All full moons are known by many names. Because different peoples and cultures chose names that often indicated what what happening (or expected to happen) in their environment, it’s an interesting way to note what was important to them and/or what their seasonal weather was like.
This upcoming full moon, while known by many other names as well, carries three that delight me because they’re things I love. This moon is known as Strawberry Moon, Rose Moon, and Honey Moon.
Strawberries are available this week from the CSA where I get my locally-sourced fruits and veggies, and I’m looking forward to the delivery. I can never think about strawberries without my mind wandering to a Swedish word I learned about a number of years ago: Smultronställe. This beautiful word literally means “place of wild strawberries,” and refers to a hidden or special place discovered, treasured, and returned to for solace and relaxation; a personal idyll free from stress or sadness.
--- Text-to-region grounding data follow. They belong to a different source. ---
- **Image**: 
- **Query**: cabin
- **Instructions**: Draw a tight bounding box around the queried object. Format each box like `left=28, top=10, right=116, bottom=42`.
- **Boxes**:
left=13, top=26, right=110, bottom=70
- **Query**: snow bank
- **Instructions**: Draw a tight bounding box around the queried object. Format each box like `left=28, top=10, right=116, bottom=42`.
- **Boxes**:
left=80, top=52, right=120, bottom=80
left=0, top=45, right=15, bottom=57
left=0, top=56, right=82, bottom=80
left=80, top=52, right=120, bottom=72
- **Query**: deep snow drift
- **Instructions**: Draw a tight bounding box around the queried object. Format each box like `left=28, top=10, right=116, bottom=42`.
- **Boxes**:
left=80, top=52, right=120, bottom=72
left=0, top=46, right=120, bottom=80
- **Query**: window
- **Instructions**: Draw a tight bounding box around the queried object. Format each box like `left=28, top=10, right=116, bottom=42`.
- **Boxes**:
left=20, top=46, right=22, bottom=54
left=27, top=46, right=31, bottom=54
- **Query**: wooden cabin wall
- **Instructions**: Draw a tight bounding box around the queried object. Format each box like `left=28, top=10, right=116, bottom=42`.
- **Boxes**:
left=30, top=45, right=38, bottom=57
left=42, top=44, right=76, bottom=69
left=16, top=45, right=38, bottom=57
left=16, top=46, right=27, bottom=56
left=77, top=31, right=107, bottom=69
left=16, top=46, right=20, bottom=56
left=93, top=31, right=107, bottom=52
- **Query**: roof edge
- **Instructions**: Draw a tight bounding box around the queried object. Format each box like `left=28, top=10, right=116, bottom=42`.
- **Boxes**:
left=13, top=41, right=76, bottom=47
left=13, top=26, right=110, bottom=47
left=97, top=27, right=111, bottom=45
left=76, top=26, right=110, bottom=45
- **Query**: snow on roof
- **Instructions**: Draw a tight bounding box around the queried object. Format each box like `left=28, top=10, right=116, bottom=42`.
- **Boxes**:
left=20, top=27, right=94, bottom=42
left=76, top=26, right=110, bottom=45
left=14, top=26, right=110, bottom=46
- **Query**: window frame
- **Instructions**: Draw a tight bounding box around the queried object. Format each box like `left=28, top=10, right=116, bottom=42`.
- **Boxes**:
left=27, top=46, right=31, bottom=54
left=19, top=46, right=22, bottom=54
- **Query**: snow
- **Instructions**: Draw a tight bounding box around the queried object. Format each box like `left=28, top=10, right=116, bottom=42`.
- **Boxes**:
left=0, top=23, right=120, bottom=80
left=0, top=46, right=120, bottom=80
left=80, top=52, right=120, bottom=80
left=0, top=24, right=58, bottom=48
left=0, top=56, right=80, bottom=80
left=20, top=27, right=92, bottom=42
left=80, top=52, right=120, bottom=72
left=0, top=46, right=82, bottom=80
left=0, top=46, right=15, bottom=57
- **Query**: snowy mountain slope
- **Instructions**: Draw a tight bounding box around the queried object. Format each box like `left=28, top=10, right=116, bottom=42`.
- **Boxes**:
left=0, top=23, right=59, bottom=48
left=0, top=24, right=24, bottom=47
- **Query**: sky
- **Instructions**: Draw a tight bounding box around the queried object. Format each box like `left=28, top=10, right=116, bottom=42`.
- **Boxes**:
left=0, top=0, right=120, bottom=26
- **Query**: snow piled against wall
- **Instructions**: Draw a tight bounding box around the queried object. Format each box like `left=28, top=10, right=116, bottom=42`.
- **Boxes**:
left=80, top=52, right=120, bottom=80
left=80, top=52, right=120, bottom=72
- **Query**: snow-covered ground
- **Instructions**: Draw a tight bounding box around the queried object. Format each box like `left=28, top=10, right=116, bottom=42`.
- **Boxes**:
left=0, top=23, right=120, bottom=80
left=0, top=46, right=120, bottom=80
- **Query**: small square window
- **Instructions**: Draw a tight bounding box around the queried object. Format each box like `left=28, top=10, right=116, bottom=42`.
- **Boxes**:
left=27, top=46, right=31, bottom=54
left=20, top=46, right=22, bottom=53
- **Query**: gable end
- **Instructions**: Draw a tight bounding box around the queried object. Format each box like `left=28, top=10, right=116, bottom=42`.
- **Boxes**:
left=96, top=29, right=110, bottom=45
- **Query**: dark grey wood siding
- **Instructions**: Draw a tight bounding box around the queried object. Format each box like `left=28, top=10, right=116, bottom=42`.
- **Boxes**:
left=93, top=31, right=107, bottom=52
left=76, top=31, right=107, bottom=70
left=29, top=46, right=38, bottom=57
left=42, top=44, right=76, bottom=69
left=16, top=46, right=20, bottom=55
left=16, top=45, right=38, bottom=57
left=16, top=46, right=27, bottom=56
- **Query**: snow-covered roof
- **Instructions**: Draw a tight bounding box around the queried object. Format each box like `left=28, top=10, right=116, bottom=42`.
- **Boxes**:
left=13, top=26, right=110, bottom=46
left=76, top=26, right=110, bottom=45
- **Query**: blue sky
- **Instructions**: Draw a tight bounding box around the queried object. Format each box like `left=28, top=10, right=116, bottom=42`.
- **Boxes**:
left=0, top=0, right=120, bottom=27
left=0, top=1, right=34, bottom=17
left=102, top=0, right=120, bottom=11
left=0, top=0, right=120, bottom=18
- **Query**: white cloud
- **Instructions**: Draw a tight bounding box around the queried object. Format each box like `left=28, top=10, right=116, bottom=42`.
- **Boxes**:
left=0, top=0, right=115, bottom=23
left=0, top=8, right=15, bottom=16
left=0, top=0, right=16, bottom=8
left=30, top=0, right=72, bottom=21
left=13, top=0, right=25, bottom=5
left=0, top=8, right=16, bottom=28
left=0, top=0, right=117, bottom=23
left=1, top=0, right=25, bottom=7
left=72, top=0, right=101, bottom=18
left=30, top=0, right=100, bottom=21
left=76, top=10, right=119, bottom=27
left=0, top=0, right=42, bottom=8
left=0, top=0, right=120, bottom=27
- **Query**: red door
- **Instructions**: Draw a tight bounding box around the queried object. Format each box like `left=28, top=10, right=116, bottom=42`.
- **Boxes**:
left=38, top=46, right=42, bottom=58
I’m in love with this concept. It feels like such a nourishing, nurturing thing for one’s soul, and there’s a deep deliciousness about it that delights me to the very core.
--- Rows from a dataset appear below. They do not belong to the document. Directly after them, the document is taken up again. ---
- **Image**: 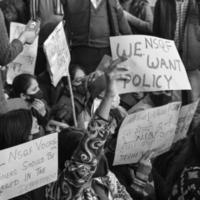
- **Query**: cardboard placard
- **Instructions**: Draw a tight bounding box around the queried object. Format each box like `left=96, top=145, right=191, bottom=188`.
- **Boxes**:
left=173, top=99, right=199, bottom=143
left=110, top=35, right=191, bottom=94
left=114, top=102, right=181, bottom=165
left=44, top=21, right=70, bottom=87
left=7, top=22, right=38, bottom=84
left=0, top=133, right=58, bottom=199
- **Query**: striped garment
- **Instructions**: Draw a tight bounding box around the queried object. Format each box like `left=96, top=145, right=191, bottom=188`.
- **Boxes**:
left=174, top=0, right=190, bottom=51
left=30, top=0, right=63, bottom=20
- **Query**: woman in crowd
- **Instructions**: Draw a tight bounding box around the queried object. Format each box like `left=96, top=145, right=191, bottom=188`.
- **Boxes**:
left=11, top=73, right=49, bottom=127
left=0, top=109, right=40, bottom=149
left=0, top=56, right=136, bottom=200
left=0, top=109, right=45, bottom=200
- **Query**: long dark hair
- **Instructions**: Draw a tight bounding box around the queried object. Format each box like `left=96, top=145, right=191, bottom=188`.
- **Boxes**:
left=0, top=109, right=33, bottom=150
left=11, top=73, right=36, bottom=97
left=167, top=127, right=200, bottom=195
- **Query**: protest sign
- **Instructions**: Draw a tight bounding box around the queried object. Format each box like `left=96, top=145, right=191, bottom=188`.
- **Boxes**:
left=113, top=102, right=181, bottom=165
left=0, top=133, right=58, bottom=200
left=6, top=22, right=38, bottom=84
left=44, top=21, right=70, bottom=87
left=173, top=99, right=199, bottom=143
left=110, top=35, right=191, bottom=94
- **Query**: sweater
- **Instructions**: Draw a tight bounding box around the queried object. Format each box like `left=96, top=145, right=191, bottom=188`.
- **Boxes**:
left=61, top=0, right=132, bottom=48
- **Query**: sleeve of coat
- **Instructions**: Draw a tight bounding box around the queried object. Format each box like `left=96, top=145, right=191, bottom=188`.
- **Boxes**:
left=153, top=0, right=161, bottom=37
left=115, top=0, right=132, bottom=34
left=0, top=9, right=23, bottom=66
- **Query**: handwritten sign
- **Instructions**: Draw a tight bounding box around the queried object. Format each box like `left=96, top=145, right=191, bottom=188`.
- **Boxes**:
left=44, top=21, right=71, bottom=87
left=173, top=100, right=199, bottom=143
left=110, top=35, right=191, bottom=94
left=113, top=102, right=181, bottom=165
left=7, top=22, right=38, bottom=84
left=0, top=133, right=58, bottom=200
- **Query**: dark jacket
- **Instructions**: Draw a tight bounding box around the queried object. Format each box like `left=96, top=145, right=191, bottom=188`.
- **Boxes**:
left=61, top=0, right=132, bottom=47
left=153, top=0, right=176, bottom=40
Of course, I’m all about roses as well. I have a particular love for the one pictured above. Some years ago I planted a pink rose tree, that alas was not able to survive a particularly harsh winter. But a couple years later, this bush popped up in its place – clearly from the mother root on which my pink tree roses were grafted. I find it delightfully magical.
Roses also have me contemplating a particular quote from Rumi that I wear engraved on one of the armful of bangles I wear. It reads: “Stop learning, start knowing. The rose opens and opens, and when it falls falls outward.” That feels like such a profoundly important message to me right now, as I consider new ways to share the things I know more widely. Lots to think about with that.
And then there’s honey. Being the bee devotee I am, honey is definitely on my love list as well. I love sampling honey from different locales and tasting what flowers local bees have had access to.
Besides having a moon named for honey, have you ever wondered about the term honeymoon? According to the Online Etymology Dictionary, the origin of honeymoon is: “1540s, hony moone, but probably much older, ‘indefinite period of tenderness and pleasure experienced by a newly wed couple,’ from honey (n.) in reference to the new marriage’s sweetness, and moon (n.) in reference to how long it would probably last, or from the changing aspect of the moon: no sooner full than it begins to wane. French has cognate lune de miel, but German version is flitterwochen (plural), from flitter “tinsel” + wochen “week.” In figurative use from 1570s. Specific sense of “post-wedding holiday” attested from c.1800; as a verb in this sense from 1821.”
Actually there are a number of other possible origins, many much earlier, but I happen to like this definition because it includes “flitterwochen” meaning tinsel week. Seriously, as of this moment, I’m adopting flitterwochen as the standard by which all my weeks need to measure up. And I’ll be doing my part to make it so, with strawberries, roses, and honey.
What about you? What will you be calling this full moon? Have a favorite between strawberries, roses, and honey? Love the concept of Smultronställe? Have any plans to create a tinsel week? Do tell – you know I love to hear.